PENSIERO PER DOMENICA – TERZA DI QUARESIMA – 23 MARZO
Giunti a metà del cammino quaresimale, siamo invitati dalle letture della Messa a fare una verifica. Ci vengono presentati tre casi, tre modi di rispondere alla chiamata di Dio: Mosè di fronte al roveto ardente (Es 3,1-15), gli israeliti impegnati nella dura marcia nel deserto (1Cor 10,1-6. 10-12) e gli ascoltatori di Gesù che non si convertono (Lc 13,1-9). La sollecitazione, molto chiara e quasi ovvia, è a verificare dove ci collochiamo noi. Fermo restando che forse spesso oscilliamo tra le tre posizioni.

La chiamata di Mosè avviene mentre sta pascolando il gregge del suocero Ietro, sul monte Oreb. Lo scenario è suggestivo e misterioso: Dio parla a Mosè da un cespuglio che arde senza consumarsi e gli chiede di scendere in Egitto per liberare il suo popolo oppresso. Mosè chiede un’unica garanzia: il nome di Dio, per poterlo invocare nel momento del bisogno. La risposta di Dio è sibillina: «Io sono colui che sono». Può avere tanti significati. Forse il più chiaro è questo: “Io ci sono! Io sono accanto a te sempre! Non c’è bisogno che mi invochi”. Questa rassicurazione è sufficiente: Mosè parte.
Il secondo esempio di risposta alla chiamata di Dio è quello degli israeliti impegnati nella lunga marcia nel deserto: continuamente lacerati tra il dovere di andare avanti verso la terra promessa e la fatica del cammino, la nostalgia dell’Egitto e la difficoltà di credere nel disegno di Dio. San Paolo invita la comunità di Corinto a misurarsi con il comportamento degli israeliti. Anche i corinzi avevano accolto con entusiasmo l’annuncio del Vangelo, ma poi, anziché camminare sulle strade tracciate da Gesù, si stavano arrovellando in beghe e dispute di bassa lega, come ben documentato nella lettera dell’apostolo.

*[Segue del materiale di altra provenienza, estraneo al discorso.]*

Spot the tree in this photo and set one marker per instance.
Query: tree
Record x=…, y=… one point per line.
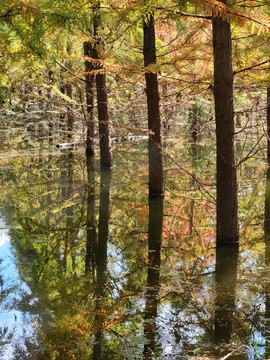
x=227, y=206
x=156, y=182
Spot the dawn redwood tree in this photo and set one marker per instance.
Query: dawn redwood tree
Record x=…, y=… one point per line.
x=268, y=123
x=102, y=101
x=156, y=182
x=227, y=206
x=89, y=88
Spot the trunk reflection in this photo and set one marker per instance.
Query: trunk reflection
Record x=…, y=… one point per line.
x=153, y=275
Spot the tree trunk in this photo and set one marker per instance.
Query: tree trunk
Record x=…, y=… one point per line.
x=227, y=207
x=103, y=121
x=102, y=102
x=268, y=124
x=89, y=87
x=156, y=186
x=70, y=114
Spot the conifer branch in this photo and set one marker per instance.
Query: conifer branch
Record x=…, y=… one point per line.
x=185, y=14
x=251, y=67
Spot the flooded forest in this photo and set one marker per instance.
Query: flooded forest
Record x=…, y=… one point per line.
x=135, y=180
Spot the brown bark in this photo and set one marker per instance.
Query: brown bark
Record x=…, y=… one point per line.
x=70, y=114
x=103, y=121
x=227, y=207
x=156, y=186
x=102, y=102
x=89, y=87
x=268, y=123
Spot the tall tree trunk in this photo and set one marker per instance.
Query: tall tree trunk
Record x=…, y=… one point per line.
x=102, y=102
x=156, y=186
x=227, y=207
x=91, y=231
x=70, y=113
x=268, y=123
x=103, y=121
x=89, y=87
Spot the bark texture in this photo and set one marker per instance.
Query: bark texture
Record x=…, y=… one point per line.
x=268, y=124
x=70, y=113
x=227, y=207
x=89, y=87
x=102, y=102
x=156, y=182
x=103, y=121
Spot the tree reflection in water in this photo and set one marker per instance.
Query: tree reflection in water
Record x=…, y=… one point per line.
x=153, y=275
x=226, y=276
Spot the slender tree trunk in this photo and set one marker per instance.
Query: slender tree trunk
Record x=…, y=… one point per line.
x=268, y=123
x=103, y=121
x=227, y=207
x=91, y=231
x=156, y=186
x=102, y=102
x=70, y=113
x=62, y=116
x=89, y=86
x=101, y=259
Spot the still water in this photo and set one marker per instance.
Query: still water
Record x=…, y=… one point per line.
x=90, y=268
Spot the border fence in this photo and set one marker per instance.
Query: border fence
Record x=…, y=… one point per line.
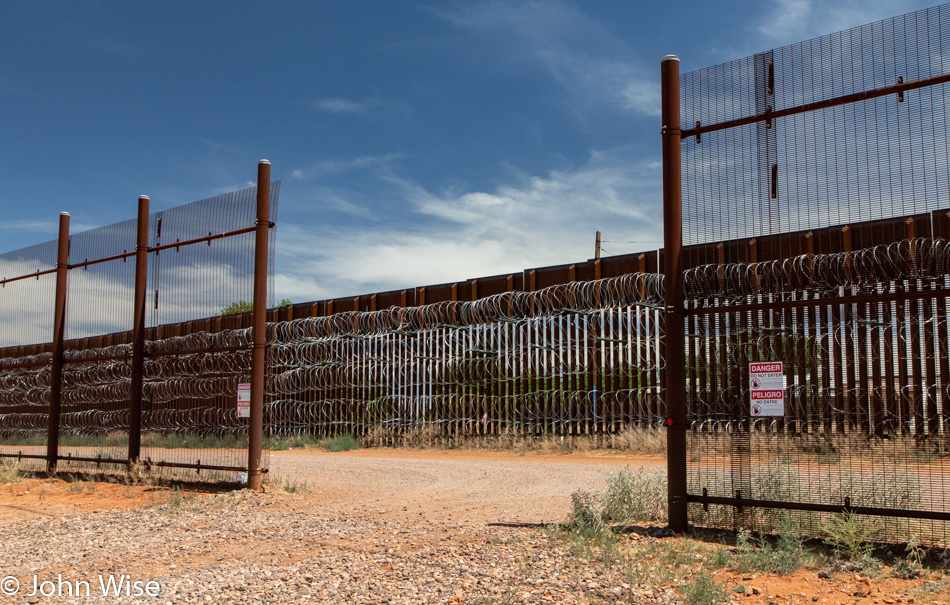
x=174, y=265
x=796, y=346
x=815, y=378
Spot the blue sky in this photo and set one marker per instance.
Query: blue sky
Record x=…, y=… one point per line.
x=417, y=142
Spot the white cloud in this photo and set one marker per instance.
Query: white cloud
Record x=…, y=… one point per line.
x=576, y=51
x=453, y=236
x=341, y=105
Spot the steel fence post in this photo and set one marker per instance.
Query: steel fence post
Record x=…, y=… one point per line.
x=59, y=332
x=673, y=334
x=255, y=437
x=138, y=331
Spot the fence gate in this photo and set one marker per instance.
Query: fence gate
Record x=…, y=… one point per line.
x=815, y=349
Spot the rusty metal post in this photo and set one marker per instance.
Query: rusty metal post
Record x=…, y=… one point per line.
x=674, y=336
x=59, y=333
x=255, y=431
x=138, y=332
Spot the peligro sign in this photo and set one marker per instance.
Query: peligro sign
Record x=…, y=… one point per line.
x=766, y=389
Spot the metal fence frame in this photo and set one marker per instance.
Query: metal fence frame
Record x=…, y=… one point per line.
x=141, y=252
x=679, y=313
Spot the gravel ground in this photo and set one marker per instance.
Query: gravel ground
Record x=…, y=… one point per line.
x=368, y=529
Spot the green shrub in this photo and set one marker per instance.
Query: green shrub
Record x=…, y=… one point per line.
x=850, y=536
x=635, y=496
x=705, y=590
x=341, y=443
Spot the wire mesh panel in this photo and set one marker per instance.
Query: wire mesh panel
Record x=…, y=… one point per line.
x=574, y=359
x=815, y=187
x=27, y=294
x=200, y=261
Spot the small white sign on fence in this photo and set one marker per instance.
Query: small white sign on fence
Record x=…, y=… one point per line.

Ancora più serio il comportamento dei contemporanei di Gesù, riluttanti a convertirsi, incapaci di leggere i segni dei tempi, addirittura privi di frutti “da tre anni”, come il fico della parabola. Anche noi abbiamo ascoltato il Vangelo di Gesù – da ben più di tre anni! – anche noi siamo quotidianamente testimoni di eventi, dall’Ucraina a Gaza, molto più drammatici di quelli menzionati nel Vangelo. Forse dovrebbero farci riflettere le parole di Gesù: «Se non vi convertirete, perirete tutti». La conversione al Vangelo della pace è l’unica speranza. La parola di Dio non si ferma però alle minacce. Il Vangelo si chiude con un’iniezione di fiducia: l’amministratore (Gesù?) chiede e ottiene dal padrone del fico improduttivo la dilazione del castigo. Dio dà ancora fiducia al fico. Potrebbe non darla a noi?